Some say the word for regeneration refers to the new birth. They are correct pertaining to its use in Titus 3:5. But in Matthew 19:28, the Lord was talking to already regenerated disciples; therefore, it refers to the new age—the messianic restoration. The time element is explicitly stated. It has to do with the future, when the Son of Man shall sit on the throne of His glory. At that time, the apostles will sit on thrones judging the twelve tribes of Israel. The names of the twelve apostles will be inscribed in the twelve foundations of the New Jerusalem (Rev. 21:14). Hence, the twelve apostles will have a part in that which is future. Furthermore, they had a part in the foundation of the assembly (Eph. 2:19,20).

Those who have forsaken all for the name of Jesus Christ "shall receive an hundredfold, and shall inherit eternal life in its fullness" (Matt. 19:29—translation). The regeneration— messianic restoration of all things—of Acts 3:19-21 is not one single act. It includes the glorification of the bodies of Christians who make up the ekklesia—the body of Christ. It also involves Israel's future restoration when God will deal with them nationally. The judgments that will take place during the millennium before the eternal state of the kingdom are also included in this restoration. Those who will participate in this judging will include the Jewish branches that have been broken off, the assembly that has been grafted in, and the restored natural branches (Rom. 11).

With these truths in mind, any person who spiritualizes the kingdom in order to bring about the teaching of amillen-nialism concerning the Lord's future is dishonest in dealing with the Scriptures.
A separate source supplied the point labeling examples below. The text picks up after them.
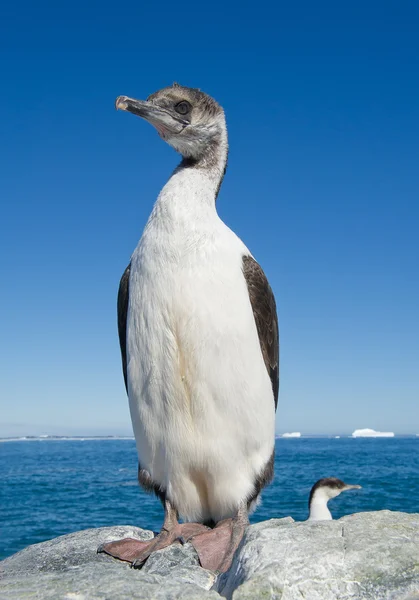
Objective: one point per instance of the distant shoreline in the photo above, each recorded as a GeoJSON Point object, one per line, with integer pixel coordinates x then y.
{"type": "Point", "coordinates": [82, 438]}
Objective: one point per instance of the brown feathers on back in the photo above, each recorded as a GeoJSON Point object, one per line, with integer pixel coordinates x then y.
{"type": "Point", "coordinates": [264, 311]}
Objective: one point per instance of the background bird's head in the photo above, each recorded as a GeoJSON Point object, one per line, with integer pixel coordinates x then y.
{"type": "Point", "coordinates": [330, 487]}
{"type": "Point", "coordinates": [189, 120]}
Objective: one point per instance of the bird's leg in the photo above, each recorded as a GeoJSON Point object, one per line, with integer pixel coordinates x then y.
{"type": "Point", "coordinates": [136, 552]}
{"type": "Point", "coordinates": [216, 547]}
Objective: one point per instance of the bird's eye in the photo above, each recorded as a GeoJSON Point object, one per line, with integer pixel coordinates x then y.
{"type": "Point", "coordinates": [183, 107]}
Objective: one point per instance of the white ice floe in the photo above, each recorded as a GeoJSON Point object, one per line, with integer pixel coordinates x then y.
{"type": "Point", "coordinates": [372, 433]}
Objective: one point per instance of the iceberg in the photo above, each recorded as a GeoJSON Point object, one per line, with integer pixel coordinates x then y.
{"type": "Point", "coordinates": [372, 433]}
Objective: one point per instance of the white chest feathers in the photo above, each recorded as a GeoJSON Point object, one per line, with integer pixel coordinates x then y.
{"type": "Point", "coordinates": [200, 396]}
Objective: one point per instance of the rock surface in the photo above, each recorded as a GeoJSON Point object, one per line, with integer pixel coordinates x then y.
{"type": "Point", "coordinates": [363, 556]}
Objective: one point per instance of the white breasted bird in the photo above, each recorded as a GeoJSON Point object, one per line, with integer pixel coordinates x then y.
{"type": "Point", "coordinates": [320, 494]}
{"type": "Point", "coordinates": [199, 342]}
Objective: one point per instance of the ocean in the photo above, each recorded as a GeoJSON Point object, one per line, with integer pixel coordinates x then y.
{"type": "Point", "coordinates": [53, 487]}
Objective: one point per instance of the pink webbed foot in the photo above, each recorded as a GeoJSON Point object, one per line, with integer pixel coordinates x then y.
{"type": "Point", "coordinates": [136, 552]}
{"type": "Point", "coordinates": [216, 548]}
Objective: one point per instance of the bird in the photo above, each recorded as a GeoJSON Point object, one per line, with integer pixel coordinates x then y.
{"type": "Point", "coordinates": [321, 492]}
{"type": "Point", "coordinates": [198, 332]}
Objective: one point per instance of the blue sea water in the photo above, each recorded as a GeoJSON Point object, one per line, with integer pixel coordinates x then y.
{"type": "Point", "coordinates": [52, 487]}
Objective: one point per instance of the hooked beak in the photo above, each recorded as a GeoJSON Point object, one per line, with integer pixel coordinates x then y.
{"type": "Point", "coordinates": [165, 122]}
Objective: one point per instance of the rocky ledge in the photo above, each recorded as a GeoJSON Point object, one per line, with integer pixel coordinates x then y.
{"type": "Point", "coordinates": [366, 555]}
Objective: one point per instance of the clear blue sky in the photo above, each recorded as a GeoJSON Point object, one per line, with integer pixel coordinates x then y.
{"type": "Point", "coordinates": [322, 104]}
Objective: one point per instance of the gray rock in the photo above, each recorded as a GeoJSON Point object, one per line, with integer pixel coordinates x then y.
{"type": "Point", "coordinates": [362, 556]}
{"type": "Point", "coordinates": [69, 568]}
{"type": "Point", "coordinates": [367, 556]}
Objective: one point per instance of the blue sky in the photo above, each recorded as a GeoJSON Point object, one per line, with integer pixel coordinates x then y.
{"type": "Point", "coordinates": [322, 105]}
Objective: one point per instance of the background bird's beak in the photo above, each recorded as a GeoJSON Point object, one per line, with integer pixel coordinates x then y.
{"type": "Point", "coordinates": [164, 121]}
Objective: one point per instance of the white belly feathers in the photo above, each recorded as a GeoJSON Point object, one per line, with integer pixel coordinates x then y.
{"type": "Point", "coordinates": [201, 400]}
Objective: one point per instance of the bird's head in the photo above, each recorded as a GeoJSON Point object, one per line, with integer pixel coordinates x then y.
{"type": "Point", "coordinates": [330, 487]}
{"type": "Point", "coordinates": [190, 121]}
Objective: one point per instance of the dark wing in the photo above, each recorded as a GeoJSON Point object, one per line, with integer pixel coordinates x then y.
{"type": "Point", "coordinates": [264, 311]}
{"type": "Point", "coordinates": [123, 296]}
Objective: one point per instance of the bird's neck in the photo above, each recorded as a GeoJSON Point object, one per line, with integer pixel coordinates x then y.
{"type": "Point", "coordinates": [192, 189]}
{"type": "Point", "coordinates": [318, 507]}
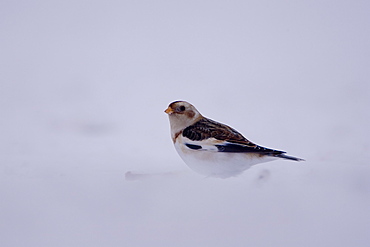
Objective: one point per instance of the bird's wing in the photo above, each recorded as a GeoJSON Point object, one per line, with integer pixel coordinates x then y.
{"type": "Point", "coordinates": [207, 134]}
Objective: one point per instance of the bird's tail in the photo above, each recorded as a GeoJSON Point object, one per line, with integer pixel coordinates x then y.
{"type": "Point", "coordinates": [284, 156]}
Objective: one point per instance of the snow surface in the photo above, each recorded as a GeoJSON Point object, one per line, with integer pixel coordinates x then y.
{"type": "Point", "coordinates": [86, 156]}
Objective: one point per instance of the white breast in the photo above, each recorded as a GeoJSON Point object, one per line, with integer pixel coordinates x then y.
{"type": "Point", "coordinates": [210, 162]}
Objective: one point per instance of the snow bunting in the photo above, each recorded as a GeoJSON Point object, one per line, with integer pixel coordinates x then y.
{"type": "Point", "coordinates": [211, 148]}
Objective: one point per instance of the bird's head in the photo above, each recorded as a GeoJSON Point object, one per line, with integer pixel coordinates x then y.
{"type": "Point", "coordinates": [182, 114]}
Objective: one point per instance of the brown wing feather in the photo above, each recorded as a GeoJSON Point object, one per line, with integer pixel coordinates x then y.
{"type": "Point", "coordinates": [207, 128]}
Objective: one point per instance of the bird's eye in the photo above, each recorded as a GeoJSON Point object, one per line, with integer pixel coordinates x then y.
{"type": "Point", "coordinates": [181, 108]}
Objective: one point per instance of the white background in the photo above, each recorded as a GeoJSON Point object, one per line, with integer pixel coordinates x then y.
{"type": "Point", "coordinates": [83, 86]}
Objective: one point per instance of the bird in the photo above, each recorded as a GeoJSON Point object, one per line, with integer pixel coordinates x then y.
{"type": "Point", "coordinates": [213, 149]}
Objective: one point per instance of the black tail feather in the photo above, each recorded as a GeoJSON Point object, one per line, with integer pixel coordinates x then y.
{"type": "Point", "coordinates": [284, 156]}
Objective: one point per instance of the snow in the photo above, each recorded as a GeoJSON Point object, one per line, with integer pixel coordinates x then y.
{"type": "Point", "coordinates": [86, 155]}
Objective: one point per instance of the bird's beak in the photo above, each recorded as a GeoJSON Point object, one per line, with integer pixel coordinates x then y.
{"type": "Point", "coordinates": [169, 110]}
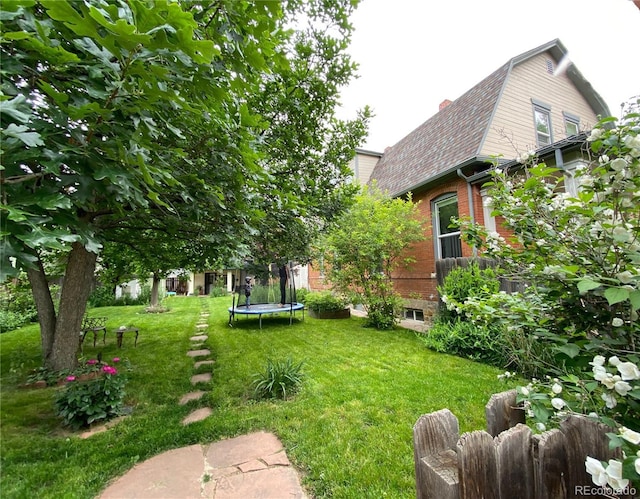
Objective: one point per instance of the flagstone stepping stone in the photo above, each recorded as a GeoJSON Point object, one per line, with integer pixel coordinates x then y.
{"type": "Point", "coordinates": [200, 378]}
{"type": "Point", "coordinates": [188, 397]}
{"type": "Point", "coordinates": [199, 353]}
{"type": "Point", "coordinates": [204, 363]}
{"type": "Point", "coordinates": [197, 415]}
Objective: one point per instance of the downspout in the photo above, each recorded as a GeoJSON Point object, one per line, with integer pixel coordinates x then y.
{"type": "Point", "coordinates": [472, 214]}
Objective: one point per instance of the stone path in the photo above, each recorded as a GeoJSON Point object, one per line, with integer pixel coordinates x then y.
{"type": "Point", "coordinates": [246, 467]}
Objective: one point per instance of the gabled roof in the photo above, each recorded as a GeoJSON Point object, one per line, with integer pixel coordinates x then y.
{"type": "Point", "coordinates": [453, 137]}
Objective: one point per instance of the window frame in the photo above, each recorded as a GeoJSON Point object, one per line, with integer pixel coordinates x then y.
{"type": "Point", "coordinates": [436, 205]}
{"type": "Point", "coordinates": [571, 119]}
{"type": "Point", "coordinates": [544, 110]}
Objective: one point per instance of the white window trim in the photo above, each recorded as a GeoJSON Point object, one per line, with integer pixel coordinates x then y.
{"type": "Point", "coordinates": [487, 208]}
{"type": "Point", "coordinates": [437, 204]}
{"type": "Point", "coordinates": [545, 109]}
{"type": "Point", "coordinates": [573, 119]}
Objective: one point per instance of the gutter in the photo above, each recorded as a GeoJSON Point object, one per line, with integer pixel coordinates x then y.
{"type": "Point", "coordinates": [470, 199]}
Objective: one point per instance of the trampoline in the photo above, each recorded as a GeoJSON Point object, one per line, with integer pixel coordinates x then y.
{"type": "Point", "coordinates": [260, 309]}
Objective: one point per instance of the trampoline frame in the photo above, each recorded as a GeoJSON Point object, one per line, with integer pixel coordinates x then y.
{"type": "Point", "coordinates": [259, 310]}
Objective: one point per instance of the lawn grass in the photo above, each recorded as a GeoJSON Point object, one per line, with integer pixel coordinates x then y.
{"type": "Point", "coordinates": [349, 429]}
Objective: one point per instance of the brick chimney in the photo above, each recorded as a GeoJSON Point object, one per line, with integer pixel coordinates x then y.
{"type": "Point", "coordinates": [444, 104]}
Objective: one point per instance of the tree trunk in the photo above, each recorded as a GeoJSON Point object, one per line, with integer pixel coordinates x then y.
{"type": "Point", "coordinates": [60, 336]}
{"type": "Point", "coordinates": [44, 306]}
{"type": "Point", "coordinates": [155, 286]}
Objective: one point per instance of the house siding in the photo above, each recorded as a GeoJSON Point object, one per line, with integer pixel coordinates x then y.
{"type": "Point", "coordinates": [512, 128]}
{"type": "Point", "coordinates": [363, 164]}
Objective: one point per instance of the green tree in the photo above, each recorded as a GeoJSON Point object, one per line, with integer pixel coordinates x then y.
{"type": "Point", "coordinates": [122, 120]}
{"type": "Point", "coordinates": [369, 243]}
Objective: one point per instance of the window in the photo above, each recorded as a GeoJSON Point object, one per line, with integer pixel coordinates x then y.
{"type": "Point", "coordinates": [542, 123]}
{"type": "Point", "coordinates": [550, 66]}
{"type": "Point", "coordinates": [447, 239]}
{"type": "Point", "coordinates": [571, 124]}
{"type": "Point", "coordinates": [414, 314]}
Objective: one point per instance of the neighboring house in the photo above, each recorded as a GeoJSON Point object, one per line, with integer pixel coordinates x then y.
{"type": "Point", "coordinates": [363, 164]}
{"type": "Point", "coordinates": [536, 101]}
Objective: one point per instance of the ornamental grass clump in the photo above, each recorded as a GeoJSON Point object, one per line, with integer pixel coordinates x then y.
{"type": "Point", "coordinates": [95, 394]}
{"type": "Point", "coordinates": [279, 379]}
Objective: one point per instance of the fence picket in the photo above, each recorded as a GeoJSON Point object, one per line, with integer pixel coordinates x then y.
{"type": "Point", "coordinates": [514, 463]}
{"type": "Point", "coordinates": [477, 466]}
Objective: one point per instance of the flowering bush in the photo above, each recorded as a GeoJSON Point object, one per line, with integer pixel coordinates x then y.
{"type": "Point", "coordinates": [609, 396]}
{"type": "Point", "coordinates": [580, 253]}
{"type": "Point", "coordinates": [94, 393]}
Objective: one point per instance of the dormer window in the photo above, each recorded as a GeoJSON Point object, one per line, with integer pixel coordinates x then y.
{"type": "Point", "coordinates": [571, 124]}
{"type": "Point", "coordinates": [542, 123]}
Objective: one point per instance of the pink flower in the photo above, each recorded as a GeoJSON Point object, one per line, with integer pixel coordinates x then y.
{"type": "Point", "coordinates": [109, 370]}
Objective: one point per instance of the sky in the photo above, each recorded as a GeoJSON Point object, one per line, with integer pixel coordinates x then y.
{"type": "Point", "coordinates": [413, 54]}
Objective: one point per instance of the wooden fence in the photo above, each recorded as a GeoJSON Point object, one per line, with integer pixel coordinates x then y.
{"type": "Point", "coordinates": [507, 461]}
{"type": "Point", "coordinates": [446, 265]}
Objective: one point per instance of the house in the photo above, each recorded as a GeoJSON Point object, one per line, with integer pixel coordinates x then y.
{"type": "Point", "coordinates": [535, 101]}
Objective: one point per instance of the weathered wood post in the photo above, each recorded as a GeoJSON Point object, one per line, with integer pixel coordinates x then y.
{"type": "Point", "coordinates": [435, 437]}
{"type": "Point", "coordinates": [514, 463]}
{"type": "Point", "coordinates": [502, 412]}
{"type": "Point", "coordinates": [516, 476]}
{"type": "Point", "coordinates": [478, 469]}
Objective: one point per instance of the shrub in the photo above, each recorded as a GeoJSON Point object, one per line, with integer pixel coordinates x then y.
{"type": "Point", "coordinates": [104, 296]}
{"type": "Point", "coordinates": [383, 313]}
{"type": "Point", "coordinates": [466, 339]}
{"type": "Point", "coordinates": [17, 306]}
{"type": "Point", "coordinates": [279, 379]}
{"type": "Point", "coordinates": [324, 301]}
{"type": "Point", "coordinates": [216, 291]}
{"type": "Point", "coordinates": [96, 399]}
{"type": "Point", "coordinates": [465, 282]}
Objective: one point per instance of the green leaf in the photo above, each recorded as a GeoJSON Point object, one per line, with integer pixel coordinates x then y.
{"type": "Point", "coordinates": [586, 285]}
{"type": "Point", "coordinates": [10, 107]}
{"type": "Point", "coordinates": [570, 350]}
{"type": "Point", "coordinates": [616, 295]}
{"type": "Point", "coordinates": [20, 132]}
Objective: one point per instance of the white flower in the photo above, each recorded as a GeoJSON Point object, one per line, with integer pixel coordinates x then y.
{"type": "Point", "coordinates": [609, 400]}
{"type": "Point", "coordinates": [609, 381]}
{"type": "Point", "coordinates": [618, 164]}
{"type": "Point", "coordinates": [622, 387]}
{"type": "Point", "coordinates": [595, 134]}
{"type": "Point", "coordinates": [628, 371]}
{"type": "Point", "coordinates": [596, 470]}
{"type": "Point", "coordinates": [599, 373]}
{"type": "Point", "coordinates": [614, 475]}
{"type": "Point", "coordinates": [630, 435]}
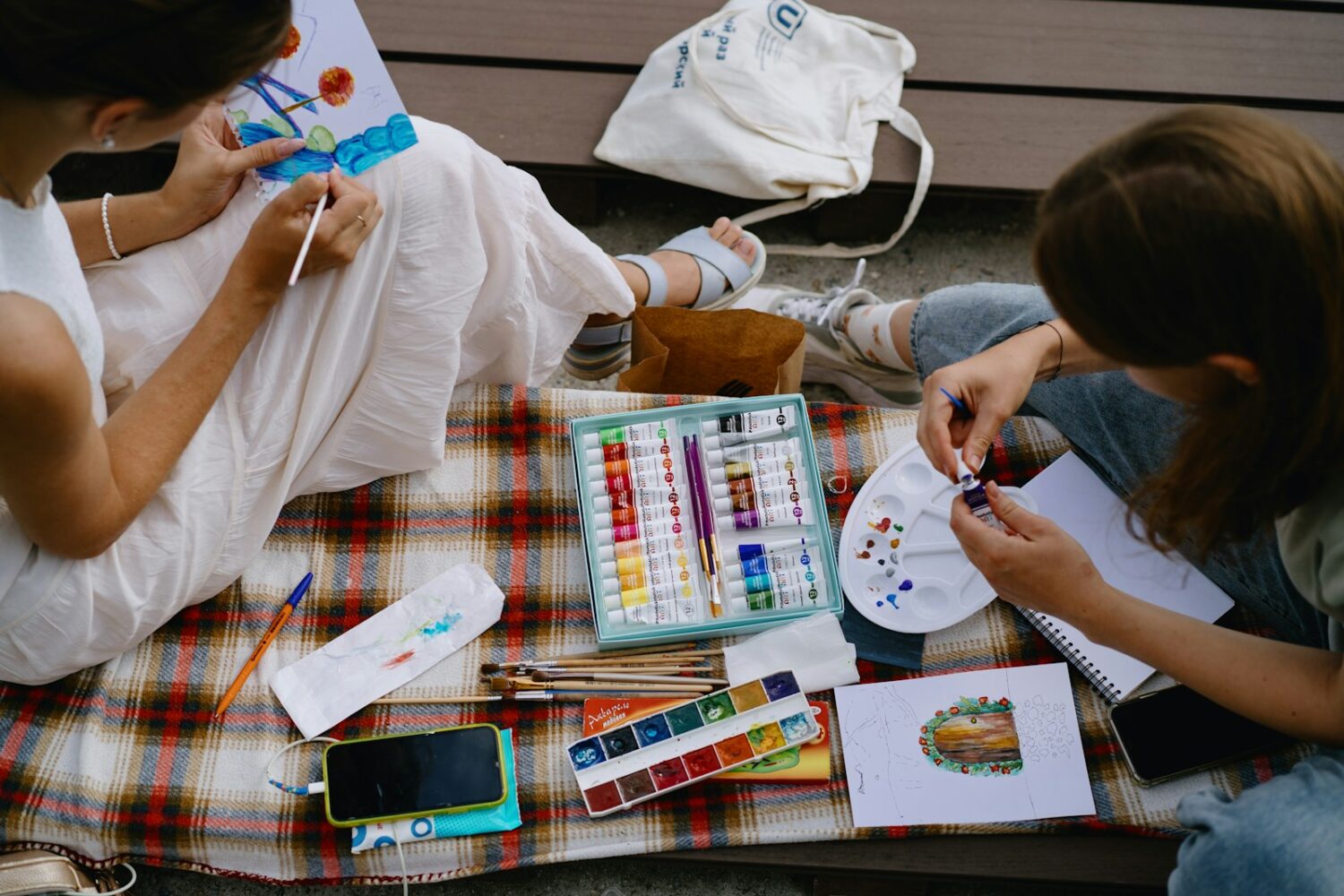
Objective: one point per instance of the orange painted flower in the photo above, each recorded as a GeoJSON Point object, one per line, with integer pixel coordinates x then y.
{"type": "Point", "coordinates": [336, 86]}
{"type": "Point", "coordinates": [292, 42]}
One cannot isolate one text and try to make all other texts fit it. He must consider all the passages relative to the subject. He is then in a position to arrive at a correct conclusion when all the various Scriptures pertaining to the subject harmonize.

There is no doubt about the spirituality of the literal kingdom. Jesus Christ had a material body while He walked among men. He was also filled with the Spirit. There was none more spiritual than He who has the Spirit without measure. When the Holy Spirit is poured out on all flesh in the kingdom, the kingdom will be very much a spiritual kingdom. When the King—Jesus Christ—pours out His Spirit on all flesh and the Spirit exerts His mighty energy in every direction, extending even to the material creation, surely the kingdom will be preeminently spiritual. This kingdom will not be of this unspiritual world. The literal/spiritual kingdom will be on a renovated earth on which Jesus Christ will reign, and we shall rule and reign with Him.